Demokrat Parti Genel Başkanı Afyonkarahisar Milletvekili Gültekin Uysal, İktidar tarafından büyükşehirlerde tanzim satışa başlanması hakkında yaptığı açıklamada sorunu 31 Mart’a kadar gemiyi yüzdürmek adına kozmetik yöntemle kapatmaya çalışmak olarak değerlendirdi.
Genel Başkan Uysal yaptığı yazılı açıklamada şunları ifade etti:
“Bir anlamda Kamulaştırma yapıldı”
“Cumhuriyet dönemlerinde yapılan PETKİM, TÜPRAŞ, SEKA, Erdemir, Türk Telekom, Sümerbank, Tekel, Şeker fabrikaları gibi varlıkları özelleştirme yoluyla haraç mezat satarak 73 milyar dolarlık özelleştirme gelirini harcayan, son olarak da Adapazarı’ndaki Tank Palet Fabrikasını “Özelleştirme” kapsamına aldıktan sonra yüzde 49,9 hissesi Katar ordusuna ait bir firmaya 25 yıllığına kullanım hakkını devreden İktidar tarafından büyükşehirlerde domates, biber ve patlıcan tanzim satışı yapılmaya başlandı, yani bir anlamda “Kamulaştırma” yapıldı.
“Anlaşılan dün açılan manavlar önümüzdeki günlerde bakkala dönüşecek!”
İstanbul ve Ankara’da kurulan tanzim satış noktalarında sadece 7 cins olan sebzeye ilgi yoğundu. Yapılan açıklamalarda ise, önce meyve sonra da mercimek, nohut ve fasulyenin satışına başlanacağı, hatta temizlik malzemelerinin satılacağı ifade edildi. Anlaşılan dün açılan manavlar önümüzdeki günlerde bakkala dönüşecek!
Tanzim noktalarında fiyatlar marketlere göre yüzde 40 civarında daha ucuz olurken, çoğu ürün için kişi başına 2 kilogram kota konuldu. Yani uzun yıllar sonra yeniden ülkemizde karne sistemine dönüldü. Bu noktada haklı olarak “piyasa ekonomisinden kumanda ekonomisine mi dönüyoruz?” sorusu tartışılmaya başlandı.
“Uzun yıllar sonra yeniden ülkemizde karne sistemine dönüldü”
Tanzim satış noktalarında oluşan kuyruklar, İktidarın konuşmalarında sık sık eleştirdiği eski dönemleri hatırlattı. İktidar, geçmiş iktidarlara yönelik eleştiri yaparken 1970’li yıllardaki kuyrukları hatırlatıyordu. Tanzim Satış mağazalarının temeli ise 1970’li yıllara dayanıyor. 1977 yılında İzmir ve Ankara Belediyesi’nin başını çektiği belediyeler, üretime doğrudan katılmak yönündeki girişimlerin yanında, temel gıda malzemelerinin fiyatlarını düşük tutabilmek ve karaborsa ile mücadele edebilmek için tanzim satış mağazaları kurmuşlardı.

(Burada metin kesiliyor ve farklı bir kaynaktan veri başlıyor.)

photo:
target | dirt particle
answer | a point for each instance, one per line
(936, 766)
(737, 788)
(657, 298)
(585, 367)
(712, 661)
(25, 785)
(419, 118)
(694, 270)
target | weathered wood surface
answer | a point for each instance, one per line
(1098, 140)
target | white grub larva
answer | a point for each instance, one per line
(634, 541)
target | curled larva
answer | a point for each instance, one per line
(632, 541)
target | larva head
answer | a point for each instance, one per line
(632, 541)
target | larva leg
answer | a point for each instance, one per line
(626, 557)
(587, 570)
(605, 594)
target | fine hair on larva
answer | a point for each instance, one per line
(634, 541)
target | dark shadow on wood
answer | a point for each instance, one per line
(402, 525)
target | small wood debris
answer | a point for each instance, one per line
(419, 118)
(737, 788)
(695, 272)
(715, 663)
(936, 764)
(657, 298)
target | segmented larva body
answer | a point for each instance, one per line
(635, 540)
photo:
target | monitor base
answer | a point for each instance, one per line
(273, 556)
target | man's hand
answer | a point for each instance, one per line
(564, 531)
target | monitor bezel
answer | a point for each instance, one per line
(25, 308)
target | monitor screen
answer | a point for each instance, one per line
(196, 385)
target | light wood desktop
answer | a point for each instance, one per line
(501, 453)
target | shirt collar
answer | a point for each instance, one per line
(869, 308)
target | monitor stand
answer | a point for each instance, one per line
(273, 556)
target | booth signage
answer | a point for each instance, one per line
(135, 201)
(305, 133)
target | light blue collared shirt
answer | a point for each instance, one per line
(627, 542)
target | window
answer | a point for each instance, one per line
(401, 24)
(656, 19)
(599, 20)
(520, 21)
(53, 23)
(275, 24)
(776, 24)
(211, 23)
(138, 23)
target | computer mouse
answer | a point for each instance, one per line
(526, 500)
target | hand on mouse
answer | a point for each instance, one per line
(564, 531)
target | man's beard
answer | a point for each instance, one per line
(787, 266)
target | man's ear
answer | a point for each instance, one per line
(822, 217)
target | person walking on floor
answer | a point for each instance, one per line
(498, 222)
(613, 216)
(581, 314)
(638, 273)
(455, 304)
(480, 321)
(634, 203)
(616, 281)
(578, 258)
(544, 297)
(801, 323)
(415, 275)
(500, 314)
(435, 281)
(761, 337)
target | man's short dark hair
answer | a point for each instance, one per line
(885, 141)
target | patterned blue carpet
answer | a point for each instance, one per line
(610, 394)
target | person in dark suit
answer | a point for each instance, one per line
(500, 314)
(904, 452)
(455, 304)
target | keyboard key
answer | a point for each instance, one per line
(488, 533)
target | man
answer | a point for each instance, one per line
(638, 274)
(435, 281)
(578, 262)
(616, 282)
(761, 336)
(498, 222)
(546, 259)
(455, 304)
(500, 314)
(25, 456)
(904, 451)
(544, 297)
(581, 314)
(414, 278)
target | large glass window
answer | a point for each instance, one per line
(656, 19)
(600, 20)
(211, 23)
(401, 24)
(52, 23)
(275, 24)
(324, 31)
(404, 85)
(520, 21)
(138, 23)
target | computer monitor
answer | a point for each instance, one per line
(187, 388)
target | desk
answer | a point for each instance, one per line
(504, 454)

“Sorunu kozmetik yöntemlerle gidermeye çalışıyorlar”
Son yıllarda Hükümet yetkilileri önce çiftçileri azarladı, suçlu onlardı. Sonra komisyoncular azarlandı, sonra halciler azarlandı, hatta ‘bunları mevsiminde yiyin’ şeklinde sözler söylendi.
Şimdi de 31 Mart’a kadar gemiyi yüzdürmek adına yapılmaya çalışılan, vatandaşın bu temel taleplerini “kozmetik” yöntemlerle gidermeye çalışmaktır. Bu yöntemler kesimlikle sürdürülebilir değildir.
Manavla, pazarcıyla mücadele edeceğine, sağlıklı tutarlı tarım politikaları, tüketim politikaları uygulanmalı, önce ülkede üretimi artıracak tedbirler alınmalıdır. Tüm bunların ön şartı ise, tutarlı tarım ve ekonomi politikaları, dış politika olmalıdır.
“Mal arzı ve üretim artmadan fiyatlar düşmez”
Bu noktada bir hususun daha altını çizmek gerekiyor. AKP İktidarında son 8 yıllık dönemde (2010-2018 yılları arası) kümülatif tüketici fiyat endeksi yani enflasyon yüzde 100 olarak gerçekleşti. Aynı dönemde gıda enflasyonu yüzde 117,8, meyve fiyatlarındaki artış yüzde 123,5 ve sebze fiyatlarındaki artış yüzde 138,6 oldu. Ama aynı dönemde tarla fiyatlarındaki üretici artışı sadece yüzde 74,6 oldu.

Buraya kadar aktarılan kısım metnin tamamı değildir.